Because he is a “tween” and becoming involved in things where I won’t constantly be around him, we are transferring more and more of his medical care to him. However, I try to balance that with the very real understanding that, for all intents and purposes, I am still dealing with a child. Thus, I try to create checks and balances for him. He has a “kiddie” cell phone (pre-programmed phone numbers, etc.) for emergency use in case of a medical emergency. He wears a medical ID tag. And, today, I purchased him a vibrating watch to help remind him of when he needs to check his blood sugar. I was thrilled to find the one I wanted, so that I no longer have to constantly ask him if he’s checked his blood glucose, if he needs to check his blood glucose, if he will check it in two hours, etc.

I’ve tried to do all of this for several reasons:

It’s his condition. Flat out. Though I still check his blood sugar in the middle of the night (he sleeps right though it!), and stay awake if he is high or low, it is still his health, and the conditions he has will be his for his lifetime. Thus, to do all of the work for him robs him of the understanding of the seriousness of it all, and it will be a great shock to him when he has to do it all for himself.

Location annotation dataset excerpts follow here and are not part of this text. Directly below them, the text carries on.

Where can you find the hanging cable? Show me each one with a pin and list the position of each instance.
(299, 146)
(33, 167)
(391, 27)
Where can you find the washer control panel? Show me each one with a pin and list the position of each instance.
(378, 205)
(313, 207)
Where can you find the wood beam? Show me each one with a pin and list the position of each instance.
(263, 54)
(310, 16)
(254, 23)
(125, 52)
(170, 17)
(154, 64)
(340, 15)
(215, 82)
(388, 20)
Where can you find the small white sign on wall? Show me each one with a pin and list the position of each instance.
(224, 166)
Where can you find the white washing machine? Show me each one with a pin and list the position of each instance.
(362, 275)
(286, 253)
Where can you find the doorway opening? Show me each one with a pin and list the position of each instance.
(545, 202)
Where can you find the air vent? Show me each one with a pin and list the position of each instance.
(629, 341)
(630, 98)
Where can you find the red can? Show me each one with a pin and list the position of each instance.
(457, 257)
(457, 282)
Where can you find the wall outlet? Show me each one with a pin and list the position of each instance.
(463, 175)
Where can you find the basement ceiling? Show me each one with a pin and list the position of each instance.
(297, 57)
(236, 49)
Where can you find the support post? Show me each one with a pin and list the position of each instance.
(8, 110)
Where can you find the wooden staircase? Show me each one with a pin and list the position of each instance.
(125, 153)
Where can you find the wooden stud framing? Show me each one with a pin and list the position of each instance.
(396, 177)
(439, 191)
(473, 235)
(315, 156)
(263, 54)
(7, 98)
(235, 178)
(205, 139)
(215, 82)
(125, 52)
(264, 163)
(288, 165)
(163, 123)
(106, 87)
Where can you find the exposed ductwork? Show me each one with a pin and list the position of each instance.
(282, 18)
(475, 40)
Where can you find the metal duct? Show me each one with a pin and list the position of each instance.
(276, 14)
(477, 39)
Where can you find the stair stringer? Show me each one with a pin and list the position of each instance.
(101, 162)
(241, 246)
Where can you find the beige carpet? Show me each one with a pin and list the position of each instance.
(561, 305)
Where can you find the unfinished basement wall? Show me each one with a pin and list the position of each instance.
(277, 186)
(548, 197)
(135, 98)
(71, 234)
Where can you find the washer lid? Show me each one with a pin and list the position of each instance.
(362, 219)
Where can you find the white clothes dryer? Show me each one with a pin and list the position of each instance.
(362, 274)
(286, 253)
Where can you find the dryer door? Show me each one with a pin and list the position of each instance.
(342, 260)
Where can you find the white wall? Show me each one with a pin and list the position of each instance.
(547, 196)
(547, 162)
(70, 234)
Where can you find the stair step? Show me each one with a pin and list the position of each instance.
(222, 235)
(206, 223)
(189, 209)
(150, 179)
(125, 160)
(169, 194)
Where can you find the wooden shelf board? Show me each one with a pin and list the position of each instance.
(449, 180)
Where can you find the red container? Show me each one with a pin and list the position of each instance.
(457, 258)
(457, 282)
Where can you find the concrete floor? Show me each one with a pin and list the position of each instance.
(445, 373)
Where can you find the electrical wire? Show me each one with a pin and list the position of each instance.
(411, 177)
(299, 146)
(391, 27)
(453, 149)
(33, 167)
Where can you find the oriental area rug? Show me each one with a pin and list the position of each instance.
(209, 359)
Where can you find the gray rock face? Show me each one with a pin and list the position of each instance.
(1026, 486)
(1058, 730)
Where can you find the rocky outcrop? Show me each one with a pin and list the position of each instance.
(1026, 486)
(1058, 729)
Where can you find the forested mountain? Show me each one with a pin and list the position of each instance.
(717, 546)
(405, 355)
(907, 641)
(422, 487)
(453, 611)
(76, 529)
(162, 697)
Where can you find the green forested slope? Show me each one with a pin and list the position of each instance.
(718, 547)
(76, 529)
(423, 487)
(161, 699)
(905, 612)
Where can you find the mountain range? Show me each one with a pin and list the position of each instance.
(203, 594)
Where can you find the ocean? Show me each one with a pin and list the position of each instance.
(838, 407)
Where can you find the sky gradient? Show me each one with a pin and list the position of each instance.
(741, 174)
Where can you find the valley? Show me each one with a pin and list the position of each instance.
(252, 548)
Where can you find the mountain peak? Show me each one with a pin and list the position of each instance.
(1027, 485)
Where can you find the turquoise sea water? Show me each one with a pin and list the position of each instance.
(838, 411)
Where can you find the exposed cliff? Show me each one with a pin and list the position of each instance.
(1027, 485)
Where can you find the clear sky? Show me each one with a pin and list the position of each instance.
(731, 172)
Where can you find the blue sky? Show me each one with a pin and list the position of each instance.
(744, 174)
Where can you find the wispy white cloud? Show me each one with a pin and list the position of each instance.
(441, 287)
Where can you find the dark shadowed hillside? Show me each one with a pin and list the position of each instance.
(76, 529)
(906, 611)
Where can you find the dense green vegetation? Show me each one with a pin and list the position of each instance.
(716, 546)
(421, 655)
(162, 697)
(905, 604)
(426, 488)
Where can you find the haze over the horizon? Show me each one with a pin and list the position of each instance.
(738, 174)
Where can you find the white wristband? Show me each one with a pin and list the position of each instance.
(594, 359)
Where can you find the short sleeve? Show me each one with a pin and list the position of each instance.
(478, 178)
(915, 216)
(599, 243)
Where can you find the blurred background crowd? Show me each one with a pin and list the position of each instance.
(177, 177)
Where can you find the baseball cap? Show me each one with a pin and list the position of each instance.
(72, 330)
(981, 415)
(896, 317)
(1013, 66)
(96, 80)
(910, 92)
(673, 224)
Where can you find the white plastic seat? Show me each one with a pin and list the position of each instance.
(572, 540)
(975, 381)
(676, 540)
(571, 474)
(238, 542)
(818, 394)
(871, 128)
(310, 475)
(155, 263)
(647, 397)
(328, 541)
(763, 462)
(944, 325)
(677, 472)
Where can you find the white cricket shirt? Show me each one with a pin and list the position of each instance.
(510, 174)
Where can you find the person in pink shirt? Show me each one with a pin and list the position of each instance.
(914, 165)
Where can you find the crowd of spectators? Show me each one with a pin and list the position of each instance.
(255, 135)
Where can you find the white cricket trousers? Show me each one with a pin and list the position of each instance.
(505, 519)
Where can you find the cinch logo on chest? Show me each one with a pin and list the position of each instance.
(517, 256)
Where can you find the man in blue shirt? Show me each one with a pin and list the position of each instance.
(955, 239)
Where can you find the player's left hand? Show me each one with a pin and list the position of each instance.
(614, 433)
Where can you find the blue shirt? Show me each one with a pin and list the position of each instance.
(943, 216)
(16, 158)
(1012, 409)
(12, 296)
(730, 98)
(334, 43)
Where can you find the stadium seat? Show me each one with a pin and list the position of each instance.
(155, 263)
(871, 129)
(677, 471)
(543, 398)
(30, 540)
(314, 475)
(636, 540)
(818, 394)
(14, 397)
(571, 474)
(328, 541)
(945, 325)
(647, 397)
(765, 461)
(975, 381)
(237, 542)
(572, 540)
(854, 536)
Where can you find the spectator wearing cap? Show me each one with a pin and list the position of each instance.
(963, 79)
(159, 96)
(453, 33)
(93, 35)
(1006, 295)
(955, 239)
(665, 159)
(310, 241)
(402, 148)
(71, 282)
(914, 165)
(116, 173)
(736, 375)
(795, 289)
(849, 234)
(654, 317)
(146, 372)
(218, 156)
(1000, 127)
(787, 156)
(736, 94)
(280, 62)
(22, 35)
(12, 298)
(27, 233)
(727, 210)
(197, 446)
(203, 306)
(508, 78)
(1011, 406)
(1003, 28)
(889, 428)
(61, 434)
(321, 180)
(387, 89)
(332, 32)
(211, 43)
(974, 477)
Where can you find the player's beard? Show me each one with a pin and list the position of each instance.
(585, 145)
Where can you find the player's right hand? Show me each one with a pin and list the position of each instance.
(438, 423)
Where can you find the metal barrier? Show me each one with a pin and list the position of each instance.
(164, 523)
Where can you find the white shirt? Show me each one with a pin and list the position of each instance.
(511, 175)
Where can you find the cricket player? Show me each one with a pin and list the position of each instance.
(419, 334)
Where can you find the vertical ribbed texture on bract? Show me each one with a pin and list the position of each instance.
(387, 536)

Having done it the way I have, he has developed habits that are now ingrained in him, and will continue beyond his stay in our home. On so many of the parenting lists I am on, parents complain about how their kids slack off or forget to properly care for themselves. My son knows no other way of life, and has tools to help him continue the good habits he has formed.

Some parents have argued that transferring so much of the “burden” for their conditions to our children somehow “robs” them of their childhood. I don’t agree. My husband and I still do a great deal of hands on care for both of our children’s conditions. But, it empowers our children to learn more about their conditions. Further, they appreciate being involved. My daughter takes great pride in remembering – on her own – to take her medication each morning! She feels like such a big girl swallowing a pill, when most six-year-olds need their medications in liquid form! Finding positive and age-appropriate ways to have your child be involved in self-care need not “rob” your children of anything. Further, if the child truly has limitations of any sort, they do need to be aware of them, for their own safety. Because my son is so used to checking his blood sugar before every meal and snack, it won’t be such a big deal to check it before getting behind the wheel of a car, when the time comes for him to begin driving.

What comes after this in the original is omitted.